The pattern is unmistakable. Where enforcement presence is limited or inconsistent, criminal exploitation exists and thrives. The absence of a visible deterrent becomes the invitation. These risks are accelerating as Canada's port network expands and global trade patterns are shifting.
To be clear, CBSA faces genuine operational and legal constraints. It cannot inspect every container. Current scanning technology cannot verify VIN integrity. Export data sharing remains limited. Training standards and investigative tools have not kept pace with the sophistication of modern criminal networks.
This is not a failure of CBSA officers by any means, but it is a failure of the system design. The private sector can play a constructive role, but only if it's done correctly.
Let me be unequivocal. Under current laws, private companies cannot and should not exercise enforcement authority in the ports. The outsourcing of enforcement functions risks legal challenges, charter violations and compromised prosecutions. These are real concerns that have been raised with CBSA.
However, there is a viable alternative option. Qualified private sector partners can augment CBSA capacity through expertise and technology scale, provided that the enforcement authority remains firmly with CBSA and governance is clearly defined. Elements of this approach already do exist. That model, however, carries legal risk, lacks scalability and transparency, and has resulted in limited and inequitable access to government-derived data.
With proper oversight, the model can be modernized. Trusted private sector partners can support CBSA through advanced analytics, AI-driven targeting of pre-screening, standardized national training support, and most critically, scalable vehicle examinations across all ports—not just at the port of Montreal.
This is not privatization. It is force multiplication. When criminals believe detection is likely at any port, their behaviour will change. It is possible to reduce random inspections and trade delays and increase capacity without major new infrastructure. VIN fraud is detected more efficiently. Public confidence improves with transparency and measurable outcomes.
In closing, I respectfully offer to the committee five recommendations for your consideration.
First, mandate a national standardized training model for CBSA officers that is focused on consistent, defensible, risk-based targeting.
Second, fully implement the mandatory 72-hour advance export filing to finally close off the post-departure documentation loophole.
Third, expand VIN data sharing, under strict governance, to additional trusted private sector partners for anti-fraud purposes.
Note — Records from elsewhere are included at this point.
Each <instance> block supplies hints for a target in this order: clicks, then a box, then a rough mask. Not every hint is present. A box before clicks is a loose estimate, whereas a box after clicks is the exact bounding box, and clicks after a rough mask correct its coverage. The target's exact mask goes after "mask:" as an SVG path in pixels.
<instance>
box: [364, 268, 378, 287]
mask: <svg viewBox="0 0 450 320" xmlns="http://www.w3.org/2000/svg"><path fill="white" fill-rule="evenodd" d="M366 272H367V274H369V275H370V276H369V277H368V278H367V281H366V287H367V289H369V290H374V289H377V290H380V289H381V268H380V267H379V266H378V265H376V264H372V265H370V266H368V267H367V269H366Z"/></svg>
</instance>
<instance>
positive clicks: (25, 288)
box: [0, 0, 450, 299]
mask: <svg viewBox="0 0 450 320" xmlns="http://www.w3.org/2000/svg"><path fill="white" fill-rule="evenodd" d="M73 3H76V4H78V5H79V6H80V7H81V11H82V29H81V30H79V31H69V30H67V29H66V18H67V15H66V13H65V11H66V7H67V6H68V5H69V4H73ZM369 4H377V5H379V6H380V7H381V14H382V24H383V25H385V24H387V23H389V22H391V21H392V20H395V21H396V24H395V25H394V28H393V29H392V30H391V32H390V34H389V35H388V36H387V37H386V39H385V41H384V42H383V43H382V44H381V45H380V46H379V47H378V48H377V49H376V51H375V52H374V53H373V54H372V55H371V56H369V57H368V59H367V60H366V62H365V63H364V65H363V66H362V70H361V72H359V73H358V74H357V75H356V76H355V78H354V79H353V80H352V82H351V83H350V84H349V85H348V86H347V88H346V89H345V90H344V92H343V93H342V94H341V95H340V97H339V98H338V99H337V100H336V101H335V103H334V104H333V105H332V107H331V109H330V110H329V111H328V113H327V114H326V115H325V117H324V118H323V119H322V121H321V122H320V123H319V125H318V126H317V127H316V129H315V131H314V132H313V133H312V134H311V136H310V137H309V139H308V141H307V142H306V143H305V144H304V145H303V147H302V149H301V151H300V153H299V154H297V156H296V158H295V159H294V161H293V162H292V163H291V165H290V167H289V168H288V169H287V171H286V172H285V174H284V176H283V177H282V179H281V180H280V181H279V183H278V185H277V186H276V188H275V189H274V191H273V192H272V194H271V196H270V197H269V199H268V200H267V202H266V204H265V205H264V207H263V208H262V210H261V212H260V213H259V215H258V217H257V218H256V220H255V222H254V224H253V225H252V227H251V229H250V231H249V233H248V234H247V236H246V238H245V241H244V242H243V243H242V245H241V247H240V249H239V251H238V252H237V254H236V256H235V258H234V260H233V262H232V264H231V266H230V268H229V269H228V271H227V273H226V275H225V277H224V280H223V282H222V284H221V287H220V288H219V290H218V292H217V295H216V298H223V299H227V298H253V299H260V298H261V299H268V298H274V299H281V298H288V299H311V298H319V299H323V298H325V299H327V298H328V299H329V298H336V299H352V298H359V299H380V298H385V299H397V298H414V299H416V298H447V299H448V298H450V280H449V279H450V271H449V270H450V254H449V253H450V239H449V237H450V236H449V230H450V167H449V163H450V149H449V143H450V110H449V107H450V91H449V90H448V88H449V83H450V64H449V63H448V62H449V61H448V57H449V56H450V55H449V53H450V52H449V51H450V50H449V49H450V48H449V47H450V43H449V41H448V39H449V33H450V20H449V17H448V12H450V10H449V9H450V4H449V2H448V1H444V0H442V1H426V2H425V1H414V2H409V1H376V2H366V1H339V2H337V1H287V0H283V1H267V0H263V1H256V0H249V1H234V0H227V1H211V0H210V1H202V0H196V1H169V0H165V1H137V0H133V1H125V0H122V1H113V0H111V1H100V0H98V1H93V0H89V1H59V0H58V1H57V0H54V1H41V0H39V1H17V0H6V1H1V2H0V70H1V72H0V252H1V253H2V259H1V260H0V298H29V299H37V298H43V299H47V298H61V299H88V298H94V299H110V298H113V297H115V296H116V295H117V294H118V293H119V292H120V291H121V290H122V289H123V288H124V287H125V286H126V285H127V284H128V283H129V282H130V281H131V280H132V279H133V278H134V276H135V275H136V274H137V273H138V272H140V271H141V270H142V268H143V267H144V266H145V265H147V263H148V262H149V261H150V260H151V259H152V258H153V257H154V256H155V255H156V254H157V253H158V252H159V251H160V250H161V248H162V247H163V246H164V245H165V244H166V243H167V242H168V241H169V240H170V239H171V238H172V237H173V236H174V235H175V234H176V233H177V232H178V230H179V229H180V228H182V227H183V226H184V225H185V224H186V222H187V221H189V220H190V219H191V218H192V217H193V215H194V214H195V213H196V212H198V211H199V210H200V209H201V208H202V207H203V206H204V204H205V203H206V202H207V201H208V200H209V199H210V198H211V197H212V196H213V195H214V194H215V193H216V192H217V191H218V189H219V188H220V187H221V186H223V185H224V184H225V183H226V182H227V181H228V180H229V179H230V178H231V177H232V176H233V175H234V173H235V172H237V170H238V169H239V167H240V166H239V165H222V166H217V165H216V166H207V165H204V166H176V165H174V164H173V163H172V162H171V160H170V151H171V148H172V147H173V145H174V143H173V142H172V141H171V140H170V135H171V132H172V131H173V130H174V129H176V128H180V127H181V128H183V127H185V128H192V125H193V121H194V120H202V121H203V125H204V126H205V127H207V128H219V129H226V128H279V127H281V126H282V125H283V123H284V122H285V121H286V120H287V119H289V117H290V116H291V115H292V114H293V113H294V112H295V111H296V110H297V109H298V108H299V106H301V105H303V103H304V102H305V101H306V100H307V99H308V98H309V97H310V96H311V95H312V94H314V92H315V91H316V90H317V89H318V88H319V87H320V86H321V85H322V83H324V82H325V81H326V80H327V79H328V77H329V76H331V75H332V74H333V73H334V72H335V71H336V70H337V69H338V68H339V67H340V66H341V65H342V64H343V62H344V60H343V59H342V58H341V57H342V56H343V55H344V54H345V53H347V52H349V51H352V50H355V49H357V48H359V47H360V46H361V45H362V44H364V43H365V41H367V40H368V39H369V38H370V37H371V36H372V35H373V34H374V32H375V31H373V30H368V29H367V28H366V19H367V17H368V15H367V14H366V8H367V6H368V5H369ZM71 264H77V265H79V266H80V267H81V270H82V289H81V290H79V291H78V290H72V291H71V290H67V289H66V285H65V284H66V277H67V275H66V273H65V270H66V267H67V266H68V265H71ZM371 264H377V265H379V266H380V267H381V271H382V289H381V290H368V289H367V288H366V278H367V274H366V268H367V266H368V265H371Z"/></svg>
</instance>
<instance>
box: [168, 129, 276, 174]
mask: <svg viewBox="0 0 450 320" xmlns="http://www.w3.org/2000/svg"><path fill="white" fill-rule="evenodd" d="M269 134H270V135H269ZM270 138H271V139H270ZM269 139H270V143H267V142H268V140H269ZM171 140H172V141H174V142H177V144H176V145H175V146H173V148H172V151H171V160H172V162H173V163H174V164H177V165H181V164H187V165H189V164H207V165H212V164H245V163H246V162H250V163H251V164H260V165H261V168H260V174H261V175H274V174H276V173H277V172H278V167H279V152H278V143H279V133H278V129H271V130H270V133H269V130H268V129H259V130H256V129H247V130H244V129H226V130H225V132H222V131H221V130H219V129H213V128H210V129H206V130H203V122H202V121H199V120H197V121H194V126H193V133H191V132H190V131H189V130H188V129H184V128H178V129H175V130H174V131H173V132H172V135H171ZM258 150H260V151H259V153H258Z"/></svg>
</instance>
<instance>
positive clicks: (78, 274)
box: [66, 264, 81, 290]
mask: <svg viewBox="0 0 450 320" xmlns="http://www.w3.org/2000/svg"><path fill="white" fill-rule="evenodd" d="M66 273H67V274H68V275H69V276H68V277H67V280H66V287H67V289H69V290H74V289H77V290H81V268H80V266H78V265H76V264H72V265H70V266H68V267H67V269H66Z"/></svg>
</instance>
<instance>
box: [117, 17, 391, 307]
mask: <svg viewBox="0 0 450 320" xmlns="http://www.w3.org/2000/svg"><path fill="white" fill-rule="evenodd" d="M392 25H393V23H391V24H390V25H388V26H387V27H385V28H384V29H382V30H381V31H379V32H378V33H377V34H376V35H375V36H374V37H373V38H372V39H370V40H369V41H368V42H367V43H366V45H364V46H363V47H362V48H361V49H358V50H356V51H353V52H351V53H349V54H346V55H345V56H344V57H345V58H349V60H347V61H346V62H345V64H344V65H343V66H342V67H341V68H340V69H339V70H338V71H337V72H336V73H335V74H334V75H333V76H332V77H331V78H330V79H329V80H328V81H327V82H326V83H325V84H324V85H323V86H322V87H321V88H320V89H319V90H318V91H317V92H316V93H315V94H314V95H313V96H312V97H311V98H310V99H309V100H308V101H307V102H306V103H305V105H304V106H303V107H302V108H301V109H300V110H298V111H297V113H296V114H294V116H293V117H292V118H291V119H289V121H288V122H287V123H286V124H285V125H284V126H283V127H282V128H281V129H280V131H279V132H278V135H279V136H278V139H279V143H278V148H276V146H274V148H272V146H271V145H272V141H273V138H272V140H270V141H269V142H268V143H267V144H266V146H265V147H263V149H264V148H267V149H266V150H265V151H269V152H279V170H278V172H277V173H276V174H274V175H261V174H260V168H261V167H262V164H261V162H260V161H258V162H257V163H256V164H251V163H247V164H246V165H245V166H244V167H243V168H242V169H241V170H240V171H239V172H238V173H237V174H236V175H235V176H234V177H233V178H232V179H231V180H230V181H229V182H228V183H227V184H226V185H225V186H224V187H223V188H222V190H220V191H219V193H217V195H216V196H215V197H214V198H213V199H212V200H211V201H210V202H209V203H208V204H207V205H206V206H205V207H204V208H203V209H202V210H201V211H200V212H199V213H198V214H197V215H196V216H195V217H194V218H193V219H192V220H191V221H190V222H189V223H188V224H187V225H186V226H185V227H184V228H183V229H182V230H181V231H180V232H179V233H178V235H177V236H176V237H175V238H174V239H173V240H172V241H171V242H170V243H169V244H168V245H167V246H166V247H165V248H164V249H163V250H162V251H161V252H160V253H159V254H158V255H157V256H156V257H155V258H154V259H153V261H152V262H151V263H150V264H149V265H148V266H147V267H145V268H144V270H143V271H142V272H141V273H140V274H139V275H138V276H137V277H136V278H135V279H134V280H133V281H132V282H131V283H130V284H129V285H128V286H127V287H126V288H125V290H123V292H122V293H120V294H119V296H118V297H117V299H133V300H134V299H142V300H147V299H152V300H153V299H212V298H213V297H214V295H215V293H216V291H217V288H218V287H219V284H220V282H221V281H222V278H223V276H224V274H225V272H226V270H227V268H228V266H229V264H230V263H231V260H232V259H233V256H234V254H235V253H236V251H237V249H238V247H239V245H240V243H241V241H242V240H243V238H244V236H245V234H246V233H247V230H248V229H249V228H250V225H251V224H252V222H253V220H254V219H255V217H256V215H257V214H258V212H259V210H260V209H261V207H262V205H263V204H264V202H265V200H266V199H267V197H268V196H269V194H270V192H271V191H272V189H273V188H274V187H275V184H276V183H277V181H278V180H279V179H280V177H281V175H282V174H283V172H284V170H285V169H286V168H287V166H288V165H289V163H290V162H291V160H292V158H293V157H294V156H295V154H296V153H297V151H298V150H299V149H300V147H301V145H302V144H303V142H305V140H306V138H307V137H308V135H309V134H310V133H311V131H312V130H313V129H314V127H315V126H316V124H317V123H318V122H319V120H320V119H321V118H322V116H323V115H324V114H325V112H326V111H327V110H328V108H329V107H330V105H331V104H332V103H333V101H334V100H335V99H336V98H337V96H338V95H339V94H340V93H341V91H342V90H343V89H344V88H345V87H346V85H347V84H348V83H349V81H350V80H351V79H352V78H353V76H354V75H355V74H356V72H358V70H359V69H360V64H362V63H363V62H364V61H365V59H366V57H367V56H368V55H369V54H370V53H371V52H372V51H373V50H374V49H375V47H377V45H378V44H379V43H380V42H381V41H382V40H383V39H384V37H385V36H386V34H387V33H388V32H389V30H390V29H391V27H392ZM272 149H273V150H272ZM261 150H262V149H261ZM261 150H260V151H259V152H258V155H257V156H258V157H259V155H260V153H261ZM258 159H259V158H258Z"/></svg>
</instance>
Fourth, establish fair and transparent service-level agreements for inspection facilities—including qualified vehicle examinations—to standardize timelines, costs and accountability.
Finally, create the conditions to pilot a private sector augmentation model focused on VIN examinations to significantly increase capacity without transferring authority.
Stolen vehicles continue to leave Canada, not because the CBSA lacks commitment, but because the system lacks scale, transparency, modern tools and consistency. To be clear, the process urgently needs to adapt.
With those comments, I'll close. Thank you. I welcome your questions.